Die RAG-Stiftung auf dem Gelände des Welterbes Zollverein ist mit rund 68 Prozent Großaktionärin bei Evonik. Nach dem Ende der Steinkohlenförderung in Deutschland soll die Stiftung für die milliardenschweren Folgekosten geradestehen, ohne die Steuerzahler zu belasten. Der frühere Bundeswirtschaftsminister Müller hatte das Stiftungsmodell in seiner Zeit als RAG-Chef maßgeblich entwickelt.

Auch interessant

Im Jahr 2003 war Müller auf den Chefsessel des von der Kohle geprägten RAG-Konzerns gewechselt. Er formte aus dem Subventionsempfänger ein gewinnträchtiges Unternehmen – zunächst mit den Geschäftsbereichen Chemie, Energie und Immobilien. Später konzentrierte sich Evonik auf die Chemie und trennte sich vom Energiekonzern Steag und vom Wohnungsriesen Vivawest. Ende 2012 wurde Müller Chef der RAG-Stiftung und des Evonik-Aufsichtsrats. Mit Ablauf der Hauptversammlung legte er wegen seiner Erkrankung seine Ämter nieder.

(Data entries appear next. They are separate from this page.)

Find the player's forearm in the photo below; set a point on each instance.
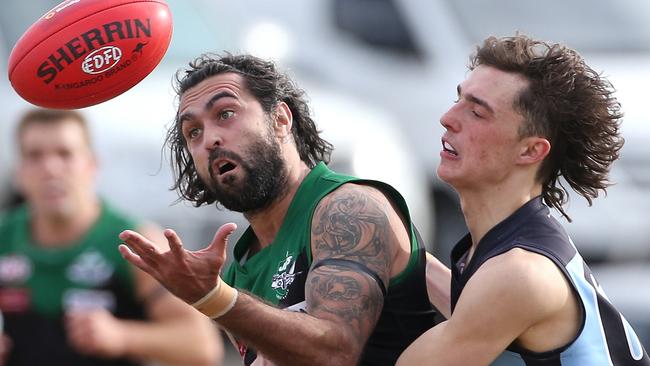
(290, 338)
(173, 342)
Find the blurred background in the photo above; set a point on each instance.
(379, 73)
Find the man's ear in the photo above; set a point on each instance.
(283, 120)
(533, 150)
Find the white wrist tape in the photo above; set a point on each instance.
(220, 300)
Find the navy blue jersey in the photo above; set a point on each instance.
(604, 338)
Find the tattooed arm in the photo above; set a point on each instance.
(355, 223)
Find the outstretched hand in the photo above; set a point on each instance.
(187, 274)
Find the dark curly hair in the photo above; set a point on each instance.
(269, 87)
(566, 102)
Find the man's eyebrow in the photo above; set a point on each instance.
(222, 94)
(474, 99)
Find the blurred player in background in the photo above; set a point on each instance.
(67, 296)
(528, 114)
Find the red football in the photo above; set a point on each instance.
(85, 52)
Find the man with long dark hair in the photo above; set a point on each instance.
(341, 253)
(529, 114)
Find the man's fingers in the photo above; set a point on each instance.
(133, 258)
(175, 244)
(220, 239)
(139, 244)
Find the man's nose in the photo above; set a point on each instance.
(449, 120)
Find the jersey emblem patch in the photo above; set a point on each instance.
(284, 276)
(90, 269)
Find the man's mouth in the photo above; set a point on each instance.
(224, 166)
(448, 148)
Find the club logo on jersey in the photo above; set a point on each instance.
(76, 299)
(284, 276)
(14, 269)
(90, 269)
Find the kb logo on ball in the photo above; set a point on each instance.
(101, 60)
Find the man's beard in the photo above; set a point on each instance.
(264, 177)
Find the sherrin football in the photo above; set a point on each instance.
(84, 52)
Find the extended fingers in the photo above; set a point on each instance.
(175, 244)
(139, 244)
(133, 258)
(221, 238)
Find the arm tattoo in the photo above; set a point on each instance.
(351, 223)
(352, 297)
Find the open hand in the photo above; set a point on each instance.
(187, 274)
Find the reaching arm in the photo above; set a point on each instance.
(343, 304)
(174, 334)
(507, 297)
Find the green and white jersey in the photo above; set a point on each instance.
(277, 273)
(38, 285)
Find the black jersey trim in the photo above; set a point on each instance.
(354, 266)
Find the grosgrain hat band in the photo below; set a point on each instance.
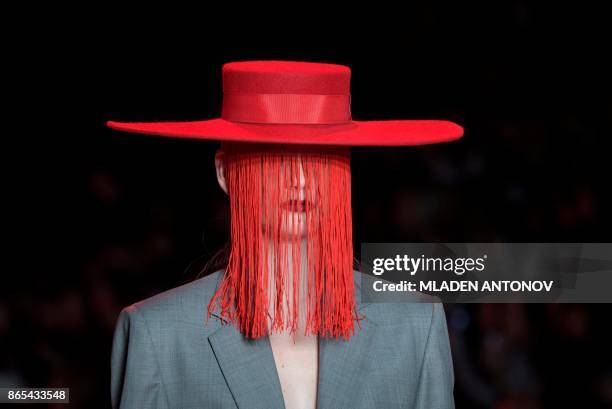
(287, 108)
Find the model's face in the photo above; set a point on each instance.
(285, 196)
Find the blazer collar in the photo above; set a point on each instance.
(250, 371)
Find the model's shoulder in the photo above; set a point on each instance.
(187, 302)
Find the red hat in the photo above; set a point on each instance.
(298, 103)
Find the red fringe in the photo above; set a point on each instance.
(274, 270)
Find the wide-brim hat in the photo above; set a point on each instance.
(292, 102)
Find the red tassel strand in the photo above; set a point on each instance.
(288, 269)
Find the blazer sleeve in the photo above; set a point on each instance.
(436, 380)
(135, 375)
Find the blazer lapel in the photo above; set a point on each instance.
(341, 362)
(248, 368)
(250, 371)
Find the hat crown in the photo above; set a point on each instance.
(285, 77)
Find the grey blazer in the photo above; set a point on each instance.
(163, 356)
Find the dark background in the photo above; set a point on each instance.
(104, 219)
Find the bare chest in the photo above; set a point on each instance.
(297, 368)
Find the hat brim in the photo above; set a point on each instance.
(354, 133)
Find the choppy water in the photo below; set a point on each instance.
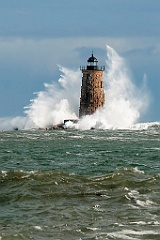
(70, 184)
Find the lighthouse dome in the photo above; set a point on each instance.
(92, 59)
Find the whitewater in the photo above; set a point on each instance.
(124, 102)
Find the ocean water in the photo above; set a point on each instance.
(74, 184)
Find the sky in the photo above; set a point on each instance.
(37, 35)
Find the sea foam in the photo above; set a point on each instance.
(124, 102)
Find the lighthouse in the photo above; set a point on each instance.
(92, 88)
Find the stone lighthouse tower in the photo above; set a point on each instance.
(92, 89)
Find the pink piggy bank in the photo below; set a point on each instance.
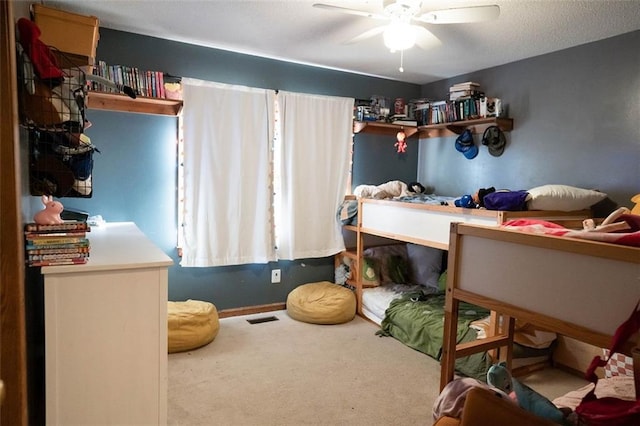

„Der letzte große Ruhrbaron tritt ab“

„Der letzte große Ruhrbaron tritt ab“, sagte Ulrich Hocker von der Deutschen Schutzvereinigung für Wertpapierbesitz (DSW). In Müllers Zeit seien „exzellente Entscheidungen“ getroffen worden, urteilte Hocker und erwähnte unter anderem den millionenschweren Verkauf der Steag an eine Gruppe von Stadtwerken aus der Region. „Die Stadtwerke leiden heute noch darunter“, bemerkte Hocker forsch angesichts der schwierigen Lage der Steag. Stefan ten Doornkaat von den Aktionärsvereinigung SdK rief Müller zu: „Mit Ihnen geht eine Ära zu Ende.“

Evonik-Vorstandschef Kullmann, ein enger Vertrauter von Müller, bekräftigte sein Ziel, den Revierkonzern mit mehr als 36 000 Mitarbeitern zum „besten Spezialchemiekonzern der Welt“ zu machen. Dazu will Kullmann das Unternehmen weiter umbauen, die Gewinn-Marge soll mittelfristig von zuletzt 16 bis 18 Prozent auf 18 bis 20 Prozent steigen. Auch ein Verkauf des Methacrylat-Geschäfts mit der Traditionsmarke Plexiglas ist geplant. Damit könnte bald etwa jeder zehnte Beschäftigte von Evonik einen neuen Arbeitgeber erhalten.

Seitenhieb auf Borussia Dortmund

Nebenbei bemerkt: Einen Seitenhieb auf den Fußball-Bundesligisten Borussia Dortmund konnte sich Kullmann nicht verkneifen. Als es um Branchen-Auszeichnungen für Evonik ging, bemerkte der Chef des BVB-Sponsors spitz: „Da haben wir die Auszeichnungen bekommen, die dem BVB nicht gelungen sind.“

Als die Tagesordnung abgearbeitet war, gab Werner Müller noch den Hinweis auf die nächste Evonik-Hauptversammlung. Termin: 28. Mai 2019. Als sich Müller verabschiedete, war es noch früher Nachmittag – weit vor 16 Uhr.